= Nodicia de kesos =

List of cheeses considered an early text in Leonese

In the early 20th century, Zacarías García Villada discovered the Nodicia de kesos on the backside of a tenth-century parchment recording a gift to the monastery of San Justo y Pastor, which was located in either Chozas de Abajo or Ardón del Esla in the Kingdom of León. It is a list of the cheeses used up by the monastery in various activities, either as food or as payment. Its orthography is reflective of early Iberian Romance pronunciation and diverges sharply from classical Latin. It predates any distinction between the Leonese language and Castilian, and hence is reflective of late Proto-Ibero-Romance (Galician-Portuguese had already split, since the language undergoes /ei/ > /e/). The conventional title of the list comes from its first three words (incipit) and means "list of cheeses", similar to modern Spanish noticia / lista / relación de (los) quesos.

The document is one of the texts that Ramón Menéndez Pidal used in his work Origins of Spanish (1926) to give an account of the state of peninsular romances in the 10th century.

The original is currently kept in the archives of the Cathedral of León, under the name Manuscript 852v.

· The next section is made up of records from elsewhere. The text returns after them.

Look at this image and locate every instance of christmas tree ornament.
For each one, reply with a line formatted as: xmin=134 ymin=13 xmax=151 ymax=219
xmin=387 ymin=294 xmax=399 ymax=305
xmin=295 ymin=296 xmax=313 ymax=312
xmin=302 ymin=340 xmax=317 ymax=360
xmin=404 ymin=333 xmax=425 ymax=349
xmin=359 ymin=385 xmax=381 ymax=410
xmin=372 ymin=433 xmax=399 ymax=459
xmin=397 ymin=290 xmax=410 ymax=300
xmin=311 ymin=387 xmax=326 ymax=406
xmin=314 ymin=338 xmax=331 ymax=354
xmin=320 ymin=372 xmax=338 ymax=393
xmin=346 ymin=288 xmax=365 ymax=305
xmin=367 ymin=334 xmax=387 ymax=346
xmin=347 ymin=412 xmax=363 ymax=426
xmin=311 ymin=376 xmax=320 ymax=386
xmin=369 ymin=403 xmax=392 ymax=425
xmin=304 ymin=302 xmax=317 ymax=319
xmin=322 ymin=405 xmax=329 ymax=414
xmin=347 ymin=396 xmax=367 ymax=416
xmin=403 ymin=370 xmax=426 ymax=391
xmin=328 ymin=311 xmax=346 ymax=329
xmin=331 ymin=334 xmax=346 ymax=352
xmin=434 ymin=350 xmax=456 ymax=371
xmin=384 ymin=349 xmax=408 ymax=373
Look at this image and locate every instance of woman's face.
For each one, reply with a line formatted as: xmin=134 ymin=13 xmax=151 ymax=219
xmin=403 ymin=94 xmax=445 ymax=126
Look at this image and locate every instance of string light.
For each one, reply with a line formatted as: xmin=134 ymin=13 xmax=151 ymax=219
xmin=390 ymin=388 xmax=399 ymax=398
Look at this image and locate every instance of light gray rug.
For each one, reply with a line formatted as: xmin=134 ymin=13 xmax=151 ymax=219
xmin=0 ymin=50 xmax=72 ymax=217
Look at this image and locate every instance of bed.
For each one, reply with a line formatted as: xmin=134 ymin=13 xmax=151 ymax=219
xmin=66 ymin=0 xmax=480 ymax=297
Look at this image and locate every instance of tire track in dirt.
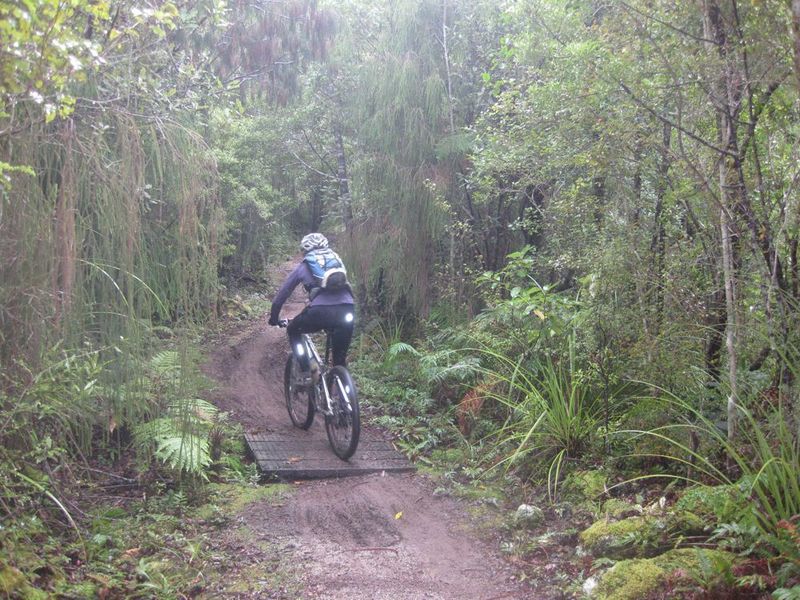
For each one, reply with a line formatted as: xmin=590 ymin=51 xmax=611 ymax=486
xmin=207 ymin=261 xmax=306 ymax=434
xmin=238 ymin=472 xmax=530 ymax=600
xmin=206 ymin=260 xmax=534 ymax=599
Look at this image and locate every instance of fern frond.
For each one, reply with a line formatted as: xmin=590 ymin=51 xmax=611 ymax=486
xmin=167 ymin=398 xmax=219 ymax=421
xmin=149 ymin=351 xmax=182 ymax=375
xmin=386 ymin=342 xmax=420 ymax=360
xmin=133 ymin=417 xmax=213 ymax=477
xmin=423 ymin=359 xmax=481 ymax=385
xmin=154 ymin=433 xmax=212 ymax=476
xmin=133 ymin=418 xmax=176 ymax=451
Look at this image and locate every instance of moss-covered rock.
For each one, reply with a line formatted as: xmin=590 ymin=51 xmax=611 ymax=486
xmin=563 ymin=469 xmax=607 ymax=501
xmin=513 ymin=504 xmax=545 ymax=528
xmin=674 ymin=484 xmax=746 ymax=525
xmin=582 ymin=509 xmax=709 ymax=560
xmin=668 ymin=511 xmax=706 ymax=537
xmin=601 ymin=498 xmax=641 ymax=520
xmin=595 ymin=558 xmax=666 ymax=600
xmin=0 ymin=566 xmax=27 ymax=595
xmin=0 ymin=565 xmax=49 ymax=600
xmin=580 ymin=516 xmax=656 ymax=559
xmin=594 ymin=548 xmax=738 ymax=600
xmin=652 ymin=547 xmax=736 ymax=575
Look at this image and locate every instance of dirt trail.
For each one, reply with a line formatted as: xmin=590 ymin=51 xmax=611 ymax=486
xmin=206 ymin=261 xmax=534 ymax=599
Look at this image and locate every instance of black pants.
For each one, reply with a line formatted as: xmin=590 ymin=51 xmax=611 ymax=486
xmin=287 ymin=304 xmax=355 ymax=370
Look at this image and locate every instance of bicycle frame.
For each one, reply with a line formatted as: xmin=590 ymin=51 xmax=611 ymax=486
xmin=300 ymin=331 xmax=334 ymax=414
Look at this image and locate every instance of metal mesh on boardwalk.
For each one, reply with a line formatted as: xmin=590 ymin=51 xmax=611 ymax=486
xmin=245 ymin=431 xmax=415 ymax=480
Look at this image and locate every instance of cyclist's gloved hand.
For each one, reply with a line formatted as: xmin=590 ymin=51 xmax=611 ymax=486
xmin=268 ymin=315 xmax=279 ymax=327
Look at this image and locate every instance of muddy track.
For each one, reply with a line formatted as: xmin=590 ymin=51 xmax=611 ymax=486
xmin=206 ymin=261 xmax=534 ymax=599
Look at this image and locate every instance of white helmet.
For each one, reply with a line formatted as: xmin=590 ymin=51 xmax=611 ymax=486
xmin=300 ymin=232 xmax=328 ymax=253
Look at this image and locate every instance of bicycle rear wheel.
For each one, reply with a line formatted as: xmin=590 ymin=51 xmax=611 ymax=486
xmin=284 ymin=355 xmax=314 ymax=429
xmin=324 ymin=366 xmax=360 ymax=460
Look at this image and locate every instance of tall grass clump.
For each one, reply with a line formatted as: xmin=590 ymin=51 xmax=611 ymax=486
xmin=474 ymin=348 xmax=617 ymax=499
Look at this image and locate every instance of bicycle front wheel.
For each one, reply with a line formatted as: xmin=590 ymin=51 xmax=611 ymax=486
xmin=324 ymin=366 xmax=360 ymax=460
xmin=284 ymin=355 xmax=314 ymax=429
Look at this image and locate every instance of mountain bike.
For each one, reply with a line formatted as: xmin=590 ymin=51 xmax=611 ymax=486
xmin=278 ymin=319 xmax=360 ymax=460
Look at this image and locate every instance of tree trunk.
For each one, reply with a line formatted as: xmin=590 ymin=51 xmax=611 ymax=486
xmin=310 ymin=186 xmax=323 ymax=231
xmin=792 ymin=0 xmax=800 ymax=92
xmin=333 ymin=123 xmax=353 ymax=232
xmin=441 ymin=0 xmax=456 ymax=135
xmin=53 ymin=120 xmax=77 ymax=328
xmin=704 ymin=0 xmax=742 ymax=443
xmin=791 ymin=236 xmax=799 ymax=299
xmin=705 ymin=287 xmax=727 ymax=384
xmin=720 ymin=196 xmax=739 ymax=444
xmin=650 ymin=122 xmax=671 ymax=336
xmin=442 ymin=0 xmax=458 ymax=290
xmin=591 ymin=176 xmax=606 ymax=228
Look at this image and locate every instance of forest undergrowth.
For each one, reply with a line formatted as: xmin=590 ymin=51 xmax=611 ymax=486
xmin=0 ymin=310 xmax=290 ymax=597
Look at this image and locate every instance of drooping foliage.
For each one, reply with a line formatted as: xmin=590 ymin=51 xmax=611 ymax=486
xmin=0 ymin=0 xmax=335 ymax=481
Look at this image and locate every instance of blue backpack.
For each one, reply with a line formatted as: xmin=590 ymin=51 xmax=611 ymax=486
xmin=303 ymin=248 xmax=350 ymax=298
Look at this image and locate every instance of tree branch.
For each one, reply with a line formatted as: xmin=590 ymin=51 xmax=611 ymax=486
xmin=618 ymin=81 xmax=737 ymax=157
xmin=618 ymin=1 xmax=719 ymax=45
xmin=299 ymin=126 xmax=337 ymax=177
xmin=289 ymin=149 xmax=338 ymax=181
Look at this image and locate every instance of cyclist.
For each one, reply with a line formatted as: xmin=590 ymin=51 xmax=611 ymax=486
xmin=267 ymin=233 xmax=355 ymax=380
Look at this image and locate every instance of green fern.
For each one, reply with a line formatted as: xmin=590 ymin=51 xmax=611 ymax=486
xmin=385 ymin=341 xmax=420 ymax=362
xmin=133 ymin=405 xmax=215 ymax=478
xmin=149 ymin=351 xmax=182 ymax=375
xmin=774 ymin=585 xmax=800 ymax=600
xmin=419 ymin=354 xmax=481 ymax=386
xmin=166 ymin=398 xmax=218 ymax=422
xmin=154 ymin=433 xmax=212 ymax=474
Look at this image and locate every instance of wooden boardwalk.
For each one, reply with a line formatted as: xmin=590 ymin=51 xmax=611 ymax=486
xmin=245 ymin=431 xmax=415 ymax=480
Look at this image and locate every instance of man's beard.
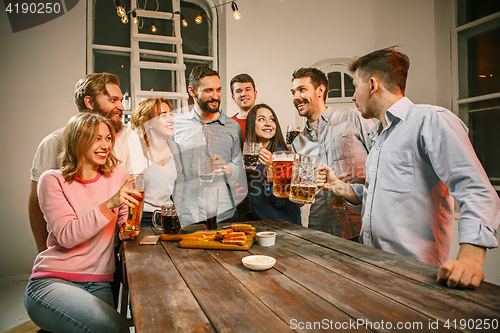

An "extraordinary parallel" to the Nodicia is found on a slate of Visigothic origin from the late 6th or early 7th century, discovered in Galinduste. The graffito identifies itself as a Notitia de casios.

==Text==
- 1st column
Nodicia de /kesos que /espisit frater /Semeno: jn labore /de fratres jn ilo ba- /celare /de cirka Sancte Ius- /te, kesos U; jn ilo /alio de apate, /II kesos; en [que] /puseron ogano, /kesos IIII; jn ilo /de Kastrelo, I; /jn ila vinia majore, /II
List of /cheeses that spent brother /Semeno: in the work/ of the brothers in the vi /neyard /near Saint Just,/ 5 cheeses; in the /other of the abbot, /2 cheeses; in [the one that]/ they put this year, / 4 cheeses; in the one /of Castrillo, 1; /in the main vineyard, 2

- 2nd column
/que lebaron en fosado, /II, ad ila tore; /que baron a Cegia, /II, quando la talia- /ron ila mesa; II que /lebaron Lejione; II /..s...en /u...re... /...que... /...c... /...e...u /...alio (?) /... /g... Uane Ece; alio ke le /ba de sopbrino de Gomi /de do...a...; IIII que espi- /seron quando llo rege /uenit ad Rocola; /I qua salbatore ibi /uenit'
/that they took as war tribute, /2, to the tower; that they took to Cea, /2, when they car- /ved the table; 2 that /they took to León; 2/..s...en /u...re... /...que... /...c... /...e...u /...other (?) /... /g... Uane Ece /another that to- /ok Gomi's nephew /de do...a...; 4 that they spe- /nt when the king /came to Rozuela; /1 when Salvador /came there.